Speaking with the Ea in Ultima Thule one gets the feeling they were effectively little more than vessels for information (much of it becoming eventually useless or trivial), information which they increasingly were unable to correlate or understand (look at how they treated 'eating', thinking it was simply an absorption of aether, having long forgotten what it was like to physically eat and could no longer understand the concept). No wonder that they were unable to comprehend the eventual heat death of the universe.
And it was not just the Ea who fell into that trap, the third civilization visited in the Dead Ends was also trapped in that way of thinking - having apparently sacrificed their actual planet to create a false Vauthry-like paradise where their every need was met and their lives fell into meaningless ennui, their lives stagnated to the point they became completely apathetic and the boredom soon drove them insane, only wishing for death, but apparently could not or would not euthanize themselves and so created a Primal-like false god to do it for them, probably just to "feel" something again.

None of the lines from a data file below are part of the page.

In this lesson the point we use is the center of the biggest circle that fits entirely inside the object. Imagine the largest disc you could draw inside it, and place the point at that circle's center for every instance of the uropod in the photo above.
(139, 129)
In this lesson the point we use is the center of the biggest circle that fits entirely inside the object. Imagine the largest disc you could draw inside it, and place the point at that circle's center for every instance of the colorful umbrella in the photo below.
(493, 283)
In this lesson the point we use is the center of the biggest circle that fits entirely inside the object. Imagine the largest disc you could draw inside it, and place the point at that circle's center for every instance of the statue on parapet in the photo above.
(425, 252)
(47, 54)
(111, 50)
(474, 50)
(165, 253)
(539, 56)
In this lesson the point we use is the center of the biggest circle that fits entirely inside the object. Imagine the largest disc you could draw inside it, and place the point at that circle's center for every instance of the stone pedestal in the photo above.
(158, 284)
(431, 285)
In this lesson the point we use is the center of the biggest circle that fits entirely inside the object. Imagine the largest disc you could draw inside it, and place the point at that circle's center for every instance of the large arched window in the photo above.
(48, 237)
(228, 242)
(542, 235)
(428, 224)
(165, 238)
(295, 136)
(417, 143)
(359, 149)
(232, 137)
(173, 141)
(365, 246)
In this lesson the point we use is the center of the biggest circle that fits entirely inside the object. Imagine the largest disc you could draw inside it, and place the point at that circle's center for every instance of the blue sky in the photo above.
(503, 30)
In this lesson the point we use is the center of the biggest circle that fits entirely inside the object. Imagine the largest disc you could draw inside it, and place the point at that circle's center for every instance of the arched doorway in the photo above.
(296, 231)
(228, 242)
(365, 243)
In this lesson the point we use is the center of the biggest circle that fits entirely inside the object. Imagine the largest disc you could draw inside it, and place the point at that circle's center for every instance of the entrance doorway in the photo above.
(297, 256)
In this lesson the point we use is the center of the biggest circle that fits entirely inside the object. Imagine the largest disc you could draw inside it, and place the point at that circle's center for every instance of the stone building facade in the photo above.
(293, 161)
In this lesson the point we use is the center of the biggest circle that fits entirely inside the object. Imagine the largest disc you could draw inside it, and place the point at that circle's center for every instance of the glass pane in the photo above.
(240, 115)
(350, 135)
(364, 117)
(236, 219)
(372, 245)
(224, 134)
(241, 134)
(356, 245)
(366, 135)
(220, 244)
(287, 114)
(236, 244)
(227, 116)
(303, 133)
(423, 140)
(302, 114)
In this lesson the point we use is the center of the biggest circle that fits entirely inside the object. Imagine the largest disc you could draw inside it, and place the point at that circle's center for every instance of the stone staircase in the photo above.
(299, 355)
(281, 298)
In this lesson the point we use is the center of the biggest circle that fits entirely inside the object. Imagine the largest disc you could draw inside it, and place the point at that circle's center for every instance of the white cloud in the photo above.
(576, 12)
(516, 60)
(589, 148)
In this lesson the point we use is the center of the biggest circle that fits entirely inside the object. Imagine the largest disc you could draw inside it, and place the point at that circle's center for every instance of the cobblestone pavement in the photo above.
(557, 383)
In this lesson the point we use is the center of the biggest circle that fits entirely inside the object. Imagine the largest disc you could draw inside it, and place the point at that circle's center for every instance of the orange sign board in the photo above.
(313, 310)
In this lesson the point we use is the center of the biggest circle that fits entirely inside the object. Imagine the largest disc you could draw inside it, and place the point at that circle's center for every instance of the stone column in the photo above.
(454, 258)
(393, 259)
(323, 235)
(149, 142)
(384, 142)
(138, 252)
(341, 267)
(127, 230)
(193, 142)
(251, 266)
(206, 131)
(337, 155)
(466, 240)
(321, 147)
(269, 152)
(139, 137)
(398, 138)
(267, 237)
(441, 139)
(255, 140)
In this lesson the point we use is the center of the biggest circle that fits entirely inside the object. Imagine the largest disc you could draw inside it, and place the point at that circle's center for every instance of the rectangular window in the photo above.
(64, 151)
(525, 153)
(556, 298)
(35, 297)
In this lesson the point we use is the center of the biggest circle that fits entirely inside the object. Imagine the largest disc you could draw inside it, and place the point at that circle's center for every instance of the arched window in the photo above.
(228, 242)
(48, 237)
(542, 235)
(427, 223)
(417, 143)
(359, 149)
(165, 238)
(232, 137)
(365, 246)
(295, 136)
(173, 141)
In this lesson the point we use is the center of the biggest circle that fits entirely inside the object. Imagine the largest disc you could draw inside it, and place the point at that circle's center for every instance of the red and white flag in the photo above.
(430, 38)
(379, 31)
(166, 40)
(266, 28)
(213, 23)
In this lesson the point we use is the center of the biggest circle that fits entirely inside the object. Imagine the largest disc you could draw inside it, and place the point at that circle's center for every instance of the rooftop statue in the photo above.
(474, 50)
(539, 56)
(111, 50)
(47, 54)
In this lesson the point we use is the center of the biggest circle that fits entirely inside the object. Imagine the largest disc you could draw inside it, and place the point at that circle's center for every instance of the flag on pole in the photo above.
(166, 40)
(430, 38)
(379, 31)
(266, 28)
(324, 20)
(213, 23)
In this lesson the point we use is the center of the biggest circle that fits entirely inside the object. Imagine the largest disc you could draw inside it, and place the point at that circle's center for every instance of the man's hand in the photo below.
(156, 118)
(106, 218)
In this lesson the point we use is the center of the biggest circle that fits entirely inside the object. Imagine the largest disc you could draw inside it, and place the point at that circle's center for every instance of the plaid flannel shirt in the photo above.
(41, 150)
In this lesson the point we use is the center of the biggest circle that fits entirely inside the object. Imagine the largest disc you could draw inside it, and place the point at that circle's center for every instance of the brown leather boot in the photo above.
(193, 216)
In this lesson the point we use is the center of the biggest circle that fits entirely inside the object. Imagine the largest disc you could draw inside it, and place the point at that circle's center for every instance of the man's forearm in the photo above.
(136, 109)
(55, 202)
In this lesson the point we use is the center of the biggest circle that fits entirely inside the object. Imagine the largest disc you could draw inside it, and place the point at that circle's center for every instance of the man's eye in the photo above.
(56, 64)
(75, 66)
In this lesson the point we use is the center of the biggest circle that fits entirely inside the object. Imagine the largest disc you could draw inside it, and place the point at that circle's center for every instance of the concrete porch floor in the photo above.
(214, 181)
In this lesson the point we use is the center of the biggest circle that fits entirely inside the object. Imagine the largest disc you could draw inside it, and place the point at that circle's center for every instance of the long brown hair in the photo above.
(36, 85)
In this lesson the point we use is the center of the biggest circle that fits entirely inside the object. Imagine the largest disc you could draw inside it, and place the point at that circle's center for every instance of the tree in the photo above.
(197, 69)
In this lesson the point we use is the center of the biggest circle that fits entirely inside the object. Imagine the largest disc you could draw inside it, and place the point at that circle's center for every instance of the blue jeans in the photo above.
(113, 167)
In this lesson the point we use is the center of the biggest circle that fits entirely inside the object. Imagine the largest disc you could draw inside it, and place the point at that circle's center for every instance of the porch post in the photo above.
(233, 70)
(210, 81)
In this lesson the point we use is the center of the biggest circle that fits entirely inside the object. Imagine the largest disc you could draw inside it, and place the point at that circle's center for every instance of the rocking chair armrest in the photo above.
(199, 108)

The Elpis quests and FATEs actually hinted that even the Ancients were not immune to this and were starting to show signs of this way of thinking too (many of the researchers in Elpis lamented about a lack or stifling of creativity and that creation magics were reaching their limit about what they could do and so they were starting to despair over it - hence the WoL and their post-Sundering ways were considered a breath of fresh air (at least one researcher actually stated it in those exact words), injecting some much needed originality and inspiration into their work.
So one wonders if the Final Days hadn't occurred, that the Ancients too might have slipped eventually into a similar decadence and eventually, nihilism. It's a disturbing thought in any event.